De uns tempos para cá, andava incomodada com o desinteresse do meu filho diante de perguntas relacionadas ao seu dia na escola. As respostas dele eram sempre lacônicas, monossilábicas: “legal”, “bom”, ele dizia. Preocupada com meu iminente fracasso no papel de boa mãe, ficava pensando em maneiras de envolvê-lo para que me contasse mais sobre sua rotina longe de casa. Tudo em vão. Até que um dia, li um texto que me fez enxergar o óbvio: precisava mudar a forma de perguntar, sair do questionamento vago para algo que funcionasse. Como não pensei nisso antes se fazer perguntas é parte fundamental da minha profissão?
O fato é que guardei as dicas e tratei de testá-las.
– Oi filho, qual foi a coisa mais legal que aconteceu na escola hoje?
– Mãe, a gente brincou de batatinha quente – contou Diego, que emendou um falatório.
Impressionada, parti para a segunda etapa:
– Conte, então, mais uma coisa que fez você dar risada…
Para minha surpresa, ele narrou histórias por quase uma hora. O episódio com o meu filho me fez refletir sobre o poder do questionamento. Acabou abrindo o arquivo da minha memória. Fui parar em 1999, ano em que escrevi uma série de reportagens para a Tribuna sobre os estupros de oito meninas na cidade cometidos pelo mesmo autor que era portador do vírus HIV. Acompanhei de perto o drama das jovens que, além de terem sofrido violência sexual, não tiveram a chance de receber a profilaxia preventiva da Aids. Trata-se de uma forma de prevenção da infecção do HIV, através da distribuição de um coquetel de medicamentos que, se usado em tempo hábil, torna menor a chance de contaminação do vírus.
Na época, o Ministério da Saúde só recomendava a adoção da profilaxia preventiva em situações de gravidez, a fim de impedir a contaminação de mãe para filho, e de exposição ocupacional, quando um profissional de saúde se acidentava ao manusear agulhas e outros objetos cortantes contaminados.

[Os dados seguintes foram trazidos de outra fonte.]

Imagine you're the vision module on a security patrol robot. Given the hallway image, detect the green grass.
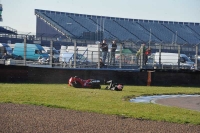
[0,83,200,125]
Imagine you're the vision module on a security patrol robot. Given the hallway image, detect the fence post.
[195,44,199,70]
[95,41,100,69]
[140,44,144,69]
[49,40,53,67]
[74,41,76,68]
[178,45,181,69]
[159,44,163,69]
[24,37,26,66]
[119,43,122,68]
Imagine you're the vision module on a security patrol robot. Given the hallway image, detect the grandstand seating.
[35,9,200,44]
[0,26,17,35]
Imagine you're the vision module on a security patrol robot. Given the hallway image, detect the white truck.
[42,46,60,63]
[59,46,90,67]
[67,44,120,63]
[146,52,194,69]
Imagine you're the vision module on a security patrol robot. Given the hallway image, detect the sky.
[0,0,200,33]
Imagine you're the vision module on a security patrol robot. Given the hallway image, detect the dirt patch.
[0,104,200,133]
[155,96,200,111]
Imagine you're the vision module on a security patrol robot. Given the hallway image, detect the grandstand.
[35,9,200,45]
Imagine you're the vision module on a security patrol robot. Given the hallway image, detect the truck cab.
[146,52,194,69]
[13,43,49,61]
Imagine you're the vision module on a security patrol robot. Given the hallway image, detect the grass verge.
[0,83,200,125]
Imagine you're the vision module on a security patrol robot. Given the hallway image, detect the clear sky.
[0,0,200,33]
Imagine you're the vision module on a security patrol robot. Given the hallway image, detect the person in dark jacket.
[106,80,124,91]
[110,40,117,65]
[100,40,108,64]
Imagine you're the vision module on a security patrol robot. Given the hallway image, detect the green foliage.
[0,83,200,124]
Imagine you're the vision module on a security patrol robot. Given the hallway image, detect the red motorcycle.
[69,76,101,89]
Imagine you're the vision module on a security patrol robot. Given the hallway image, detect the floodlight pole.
[195,43,200,70]
[149,29,151,48]
[74,41,76,68]
[24,37,27,66]
[49,40,53,67]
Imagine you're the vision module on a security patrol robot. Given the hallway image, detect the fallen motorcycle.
[69,76,101,89]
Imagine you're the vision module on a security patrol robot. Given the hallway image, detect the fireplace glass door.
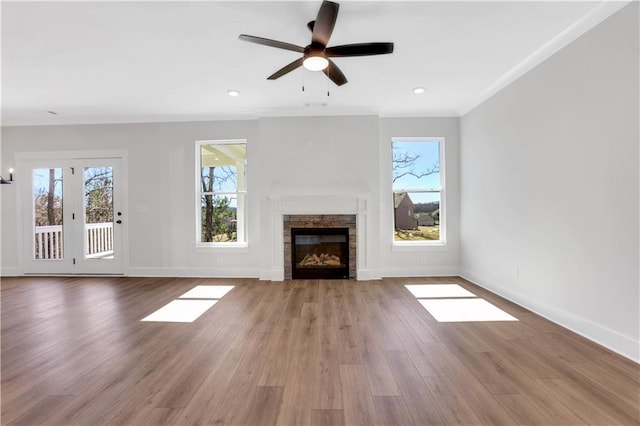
[291,228,349,279]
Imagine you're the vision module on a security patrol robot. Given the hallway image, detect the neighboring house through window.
[196,140,247,246]
[391,138,445,245]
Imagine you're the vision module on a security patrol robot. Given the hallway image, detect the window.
[391,138,445,245]
[196,140,247,246]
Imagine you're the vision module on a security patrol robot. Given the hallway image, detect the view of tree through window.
[391,138,443,241]
[198,142,247,243]
[33,168,62,226]
[84,167,113,223]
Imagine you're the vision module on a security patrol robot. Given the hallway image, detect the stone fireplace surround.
[282,214,357,280]
[262,194,369,281]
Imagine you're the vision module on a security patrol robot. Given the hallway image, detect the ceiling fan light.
[302,56,329,71]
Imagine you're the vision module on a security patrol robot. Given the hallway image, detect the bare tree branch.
[392,147,440,182]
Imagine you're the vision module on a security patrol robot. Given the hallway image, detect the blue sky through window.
[392,140,440,203]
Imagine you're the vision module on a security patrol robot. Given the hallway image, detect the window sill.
[391,241,448,252]
[194,243,249,253]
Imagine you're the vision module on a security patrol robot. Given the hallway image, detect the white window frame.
[195,139,249,252]
[389,136,447,251]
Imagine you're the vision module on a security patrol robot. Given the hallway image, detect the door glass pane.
[84,167,114,259]
[33,168,64,260]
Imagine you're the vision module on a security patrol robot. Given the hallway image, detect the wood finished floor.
[1,278,640,426]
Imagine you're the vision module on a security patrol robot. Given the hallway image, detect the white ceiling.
[1,1,626,125]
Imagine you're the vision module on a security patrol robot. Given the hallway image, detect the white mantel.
[261,194,372,281]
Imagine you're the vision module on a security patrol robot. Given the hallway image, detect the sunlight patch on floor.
[179,285,234,299]
[419,299,518,322]
[405,284,518,322]
[405,284,476,299]
[140,285,234,322]
[142,300,217,322]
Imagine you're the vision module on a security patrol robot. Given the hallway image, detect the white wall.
[379,118,460,276]
[0,120,260,276]
[259,116,380,278]
[461,2,640,360]
[0,116,458,278]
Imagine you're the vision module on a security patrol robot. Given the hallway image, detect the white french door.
[22,158,125,274]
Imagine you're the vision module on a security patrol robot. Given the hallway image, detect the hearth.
[291,228,349,279]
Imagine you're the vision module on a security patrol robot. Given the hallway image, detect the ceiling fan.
[240,0,393,86]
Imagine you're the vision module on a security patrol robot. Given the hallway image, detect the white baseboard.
[0,267,23,277]
[460,268,640,362]
[125,267,259,278]
[380,266,460,278]
[356,269,382,281]
[260,268,284,281]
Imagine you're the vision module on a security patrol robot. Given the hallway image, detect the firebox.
[291,228,349,279]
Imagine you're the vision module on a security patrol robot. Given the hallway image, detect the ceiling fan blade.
[325,43,393,58]
[322,59,347,86]
[238,34,304,53]
[311,0,340,47]
[267,58,304,80]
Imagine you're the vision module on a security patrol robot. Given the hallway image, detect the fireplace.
[291,228,349,279]
[280,214,359,280]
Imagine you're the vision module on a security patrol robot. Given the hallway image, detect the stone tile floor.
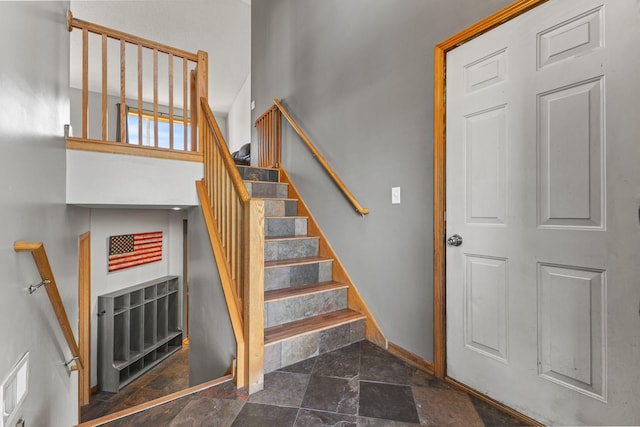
[99,341,522,427]
[81,345,189,421]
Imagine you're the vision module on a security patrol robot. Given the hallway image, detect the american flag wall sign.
[109,231,162,272]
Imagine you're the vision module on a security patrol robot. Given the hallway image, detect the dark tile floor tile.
[358,381,420,423]
[412,387,484,427]
[196,380,249,401]
[302,375,358,415]
[278,357,317,374]
[104,396,192,427]
[249,372,309,408]
[313,342,360,378]
[81,346,189,421]
[358,417,422,427]
[469,396,527,427]
[169,397,244,427]
[360,341,437,387]
[231,402,298,427]
[294,409,358,427]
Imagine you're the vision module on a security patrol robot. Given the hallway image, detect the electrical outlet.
[391,187,400,205]
[0,352,29,427]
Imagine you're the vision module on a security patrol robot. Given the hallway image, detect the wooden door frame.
[78,231,91,417]
[433,0,548,379]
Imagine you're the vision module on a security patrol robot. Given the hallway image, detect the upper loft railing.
[67,11,208,161]
[13,242,84,371]
[255,98,369,216]
[196,98,264,393]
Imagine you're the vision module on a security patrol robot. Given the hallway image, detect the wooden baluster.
[169,53,173,150]
[120,39,127,143]
[273,106,282,167]
[102,34,108,141]
[82,28,89,139]
[153,49,158,148]
[138,44,143,145]
[189,67,198,151]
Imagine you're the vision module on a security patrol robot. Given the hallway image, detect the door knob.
[447,234,462,246]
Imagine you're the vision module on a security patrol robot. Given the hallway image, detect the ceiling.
[70,0,251,113]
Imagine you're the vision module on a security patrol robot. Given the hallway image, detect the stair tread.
[264,308,366,345]
[264,281,349,302]
[264,256,333,268]
[264,236,320,242]
[252,198,298,202]
[243,179,289,185]
[236,165,278,171]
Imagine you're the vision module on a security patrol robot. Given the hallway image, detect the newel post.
[243,199,264,394]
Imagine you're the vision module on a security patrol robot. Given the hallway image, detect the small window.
[127,108,191,151]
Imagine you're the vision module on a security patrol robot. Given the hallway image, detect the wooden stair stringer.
[278,166,388,349]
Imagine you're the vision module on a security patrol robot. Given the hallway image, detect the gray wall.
[251,0,510,360]
[0,1,89,426]
[189,207,236,386]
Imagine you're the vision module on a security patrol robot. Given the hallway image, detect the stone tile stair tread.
[252,198,298,202]
[243,179,289,185]
[236,165,278,171]
[264,236,320,242]
[264,256,333,268]
[264,308,366,346]
[264,281,349,302]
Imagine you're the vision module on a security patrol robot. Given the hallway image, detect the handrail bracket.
[29,279,51,295]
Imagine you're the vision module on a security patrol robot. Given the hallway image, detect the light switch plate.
[391,187,400,205]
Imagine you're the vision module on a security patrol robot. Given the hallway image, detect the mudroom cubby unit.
[98,276,182,393]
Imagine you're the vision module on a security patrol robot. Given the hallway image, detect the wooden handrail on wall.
[196,98,264,393]
[67,11,207,161]
[255,98,369,215]
[13,242,83,370]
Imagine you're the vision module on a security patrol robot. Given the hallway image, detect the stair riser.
[264,319,364,373]
[244,181,289,198]
[264,239,319,261]
[264,218,307,237]
[238,167,278,182]
[264,261,333,291]
[264,289,347,328]
[264,199,298,217]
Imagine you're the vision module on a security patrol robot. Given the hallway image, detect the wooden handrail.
[13,242,83,369]
[67,11,208,157]
[273,98,369,215]
[201,97,264,393]
[67,11,198,62]
[200,98,251,202]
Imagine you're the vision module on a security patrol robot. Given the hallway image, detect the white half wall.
[66,150,203,208]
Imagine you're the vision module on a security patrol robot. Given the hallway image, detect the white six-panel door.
[446,0,640,425]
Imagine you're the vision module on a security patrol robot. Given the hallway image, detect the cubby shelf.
[98,276,182,393]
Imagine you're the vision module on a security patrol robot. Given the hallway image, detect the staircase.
[238,166,366,373]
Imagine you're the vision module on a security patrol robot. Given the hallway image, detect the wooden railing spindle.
[198,98,264,393]
[153,49,158,148]
[169,53,173,150]
[138,44,144,145]
[120,40,127,142]
[255,99,369,216]
[67,11,201,162]
[102,34,108,141]
[82,28,89,138]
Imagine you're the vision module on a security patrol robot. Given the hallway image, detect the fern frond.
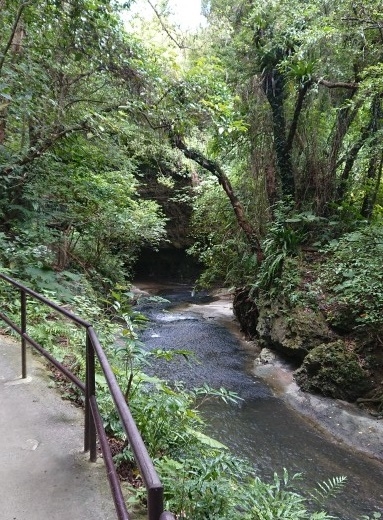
[310,475,347,505]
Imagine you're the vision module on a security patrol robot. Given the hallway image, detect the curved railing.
[0,273,174,520]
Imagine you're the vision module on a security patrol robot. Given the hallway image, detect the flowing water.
[136,287,383,520]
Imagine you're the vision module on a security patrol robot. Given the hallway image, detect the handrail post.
[147,487,164,520]
[84,329,97,462]
[20,289,27,379]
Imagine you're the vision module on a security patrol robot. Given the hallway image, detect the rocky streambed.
[134,285,383,520]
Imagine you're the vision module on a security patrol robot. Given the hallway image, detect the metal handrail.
[0,273,174,520]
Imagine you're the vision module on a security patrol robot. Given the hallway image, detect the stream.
[138,285,383,520]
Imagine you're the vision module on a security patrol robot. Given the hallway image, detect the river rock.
[257,301,334,361]
[295,340,372,402]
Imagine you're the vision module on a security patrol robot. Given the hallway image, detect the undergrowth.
[0,274,378,520]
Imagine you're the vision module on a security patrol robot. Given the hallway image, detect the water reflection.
[138,291,383,520]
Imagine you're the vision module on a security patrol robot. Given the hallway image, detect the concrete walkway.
[0,335,116,520]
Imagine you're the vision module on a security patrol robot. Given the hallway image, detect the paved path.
[0,336,116,520]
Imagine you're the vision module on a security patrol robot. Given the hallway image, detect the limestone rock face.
[295,340,372,401]
[257,302,334,360]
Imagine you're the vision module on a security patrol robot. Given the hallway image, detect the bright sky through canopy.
[127,0,205,29]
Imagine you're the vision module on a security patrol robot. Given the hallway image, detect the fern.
[310,476,347,504]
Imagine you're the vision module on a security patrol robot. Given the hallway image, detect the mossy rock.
[295,340,372,402]
[257,301,334,361]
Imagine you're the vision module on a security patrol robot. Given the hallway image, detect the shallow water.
[136,288,383,520]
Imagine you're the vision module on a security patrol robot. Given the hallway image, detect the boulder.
[295,339,373,402]
[257,302,334,361]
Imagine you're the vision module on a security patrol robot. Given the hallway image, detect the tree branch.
[0,2,30,76]
[171,135,264,263]
[317,78,359,90]
[285,80,312,153]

Não havia normatização para os casos de estupro. A dor das vítimas, no entanto, me fez questionar as regras de adoção da profilaxia preventiva no Brasil. Queria saber por que a terapia que ajudava a prevenir a contaminação pelo HIV não poderia beneficiar vítimas de violência sexual. Entrevistei os principais infectologistas do país que se mostraram divididos.
No Ministério da Saúde, ouvi que não existiam evidências científicas sobre os benefícios da terapia para evitar a infecção do HIV nos casos de violência sexual, embora já houvesse comprovação de êxito da terapia em 80% dos casos de acidentes de trabalho. Foi quando percebi que deveria mudar a abordagem.
– E se fosse sua filha, você daria o remédio?
Todos os especialistas deram a mesma resposta:
– Sim, eu daria.
Após a série de matérias, o Ministério da Saúde anunciou mudanças em relação à profilaxia preventiva no Brasil, incluindo em suas recomendações a adoção da terapia medicamentosa nos casos de estupro. A norma, válida até hoje, me faz acreditar que perguntas não só movem o mundo, mas podem mudá-lo.